2. Dedicate Time to Learning About Solutions on the Market

Statistics indicate that only around 30% of law firms hire technology specialists whose primary goal is to keep the business on tech’s cutting edge. That means the responsibility of doing it often falls on the lawyers themselves. In many cases, that arrangement makes sense, especially since some legal experts believe that maintaining an adequate amount of technological competence ties into their professional conduct.

Setting aside time to assess the market options is an ideal early step to take for a firm that’s serious about bringing legal technology into their offices. For example, specialized assistance such as legal billing and project management software exists. However, a law firm may also use a broader option, such as a social media tool that automatically posts material across all of a brand’s profiles at once.

Representatives of law firms can do most of the early research themselves. However, before they purchase a product, it’s smart to speak directly to someone at the company providing the technology. They should confirm if it offers the features they expect and is compatible with their existing file types and software.

3. Consider How Tech Could Overcome Existing Challenges

AI is rapidly affecting industries within and beyond the legal sector. One effective way for law firms to use it is to install a chatbot that answers the repetitive but important questions people pose. Some law firms get flooded with such queries before new laws go into effect.

That scenario happened regarding new data breach rules in Australia. One firm developed a chatbot that answered 1,000 conversations about the matter on its first day of use. However, artificial intelligence (AI) use cases don’t stop there.

According to product management and service design expert Alex Smith, the London Interbank Offered Rate (LIBOR) initially drove many firms’ contract repapering needs. However, he notes, “…Corporate legal departments are adopting a similar approach to understanding their business portfolios using AI to determine things like revenue leakage, factors driving risk and areas for cost reduction.”

No matter what technology you use or consider, examine it from the perspective of how the solution could help you address known challenges. Then, your tech implementation will support the firm’s growth and competitiveness.

4. Determine How the Tech Could Help Your Clients

Law firms can overcome some of the initial resistance to adopting new tech if they stay mindful that it could improve clients’ overall experience. If law firms earn reputations for going above and beyond to help their clients, it’ll be easier for them to stay in demand and relevant.

One recent example concerned global law firm Mayer Brown. It repurposed a tool initially developed for specifics related to Brexit. The interface provided a frequently updated map of shelter-in-place orders across the United States. It also gave details about requirements concerning visas, quarantines and health checks. Doing something similar lets lawyers provide the most accurate and timely information to their clients.

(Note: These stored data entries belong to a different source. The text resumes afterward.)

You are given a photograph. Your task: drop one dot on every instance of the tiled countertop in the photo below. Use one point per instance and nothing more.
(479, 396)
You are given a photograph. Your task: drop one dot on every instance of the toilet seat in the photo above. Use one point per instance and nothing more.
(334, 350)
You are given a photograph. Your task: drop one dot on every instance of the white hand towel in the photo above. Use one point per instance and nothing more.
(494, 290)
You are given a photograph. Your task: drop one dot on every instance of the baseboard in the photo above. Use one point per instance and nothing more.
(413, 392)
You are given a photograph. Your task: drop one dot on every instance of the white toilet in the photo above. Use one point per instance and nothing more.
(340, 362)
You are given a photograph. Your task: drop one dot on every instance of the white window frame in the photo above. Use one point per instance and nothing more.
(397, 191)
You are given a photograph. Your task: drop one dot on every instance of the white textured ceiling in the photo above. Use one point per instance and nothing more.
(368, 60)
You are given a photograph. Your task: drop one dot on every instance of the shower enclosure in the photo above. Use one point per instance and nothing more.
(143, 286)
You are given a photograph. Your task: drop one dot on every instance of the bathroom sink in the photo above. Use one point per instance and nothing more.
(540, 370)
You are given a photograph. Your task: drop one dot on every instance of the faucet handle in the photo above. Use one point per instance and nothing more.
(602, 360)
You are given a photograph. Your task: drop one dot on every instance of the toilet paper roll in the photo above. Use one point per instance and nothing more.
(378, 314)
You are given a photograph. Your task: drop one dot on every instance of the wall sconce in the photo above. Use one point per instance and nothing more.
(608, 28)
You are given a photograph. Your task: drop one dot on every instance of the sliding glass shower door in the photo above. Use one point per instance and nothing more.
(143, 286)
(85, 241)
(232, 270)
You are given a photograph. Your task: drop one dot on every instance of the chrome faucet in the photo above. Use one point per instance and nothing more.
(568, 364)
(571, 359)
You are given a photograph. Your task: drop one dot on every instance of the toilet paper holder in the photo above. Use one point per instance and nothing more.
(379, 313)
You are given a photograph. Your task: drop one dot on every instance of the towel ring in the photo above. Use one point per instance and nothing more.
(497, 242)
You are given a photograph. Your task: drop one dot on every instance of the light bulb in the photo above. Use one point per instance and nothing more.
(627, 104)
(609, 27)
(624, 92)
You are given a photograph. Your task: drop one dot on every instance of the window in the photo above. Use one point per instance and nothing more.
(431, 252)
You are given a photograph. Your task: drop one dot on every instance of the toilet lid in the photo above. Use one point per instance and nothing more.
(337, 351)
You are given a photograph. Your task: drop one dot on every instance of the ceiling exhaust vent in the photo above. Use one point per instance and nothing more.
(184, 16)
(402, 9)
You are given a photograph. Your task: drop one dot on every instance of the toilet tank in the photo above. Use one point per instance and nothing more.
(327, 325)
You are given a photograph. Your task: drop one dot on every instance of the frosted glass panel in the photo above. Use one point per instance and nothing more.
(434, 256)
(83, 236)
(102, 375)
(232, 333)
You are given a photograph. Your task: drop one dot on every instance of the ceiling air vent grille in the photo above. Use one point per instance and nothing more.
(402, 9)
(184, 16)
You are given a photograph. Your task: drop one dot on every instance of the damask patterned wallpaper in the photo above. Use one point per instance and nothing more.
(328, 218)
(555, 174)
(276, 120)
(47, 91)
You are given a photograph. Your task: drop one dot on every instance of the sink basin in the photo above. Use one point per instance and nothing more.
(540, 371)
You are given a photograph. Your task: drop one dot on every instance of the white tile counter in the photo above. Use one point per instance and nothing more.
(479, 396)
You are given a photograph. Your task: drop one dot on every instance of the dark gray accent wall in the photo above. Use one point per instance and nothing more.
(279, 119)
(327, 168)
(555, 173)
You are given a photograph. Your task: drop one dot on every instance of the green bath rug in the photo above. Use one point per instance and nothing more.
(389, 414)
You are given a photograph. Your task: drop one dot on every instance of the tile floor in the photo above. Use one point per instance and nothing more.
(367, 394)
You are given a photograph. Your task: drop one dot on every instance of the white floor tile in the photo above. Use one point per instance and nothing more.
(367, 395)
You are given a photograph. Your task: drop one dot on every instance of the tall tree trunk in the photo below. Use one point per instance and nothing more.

Companies preparing to adopt high-tech legal products often start from the point of examining how they’d help internal workflows. That’s okay and expected, but law firms must look deeper and find the client benefits. Then, even if lawyers encounter a few pitfalls in the early stages, they’ll feel willing to stay focused and overcome them, knowing that clients will see the advantages of their dedication.

Your firm could have a blog or social media tool that keeps people in the loop about legal news that matters to them. Using technology like that can position firms as up-to-date on developments and eager to help. Both those traits should aid in attracting new clients.

Start Slowly to Ease the Adjustment

Besides applying these tips as you unveil legal technology, remember not to push ahead too quickly. Introduce the staff to the tech gradually and give them ample time to get used to it. Trying to ramp up too quickly could cause innovation fatigue.

Easing into the newness and getting feedback will boost success and inform when it may be time to make more investments to meet new needs. Tuning into your team’s tech comments could help you decide whether to hire short-term professional help for tools that are more difficult to use. However, following these four steps makes you well-equipped for any self-driven technology implementation.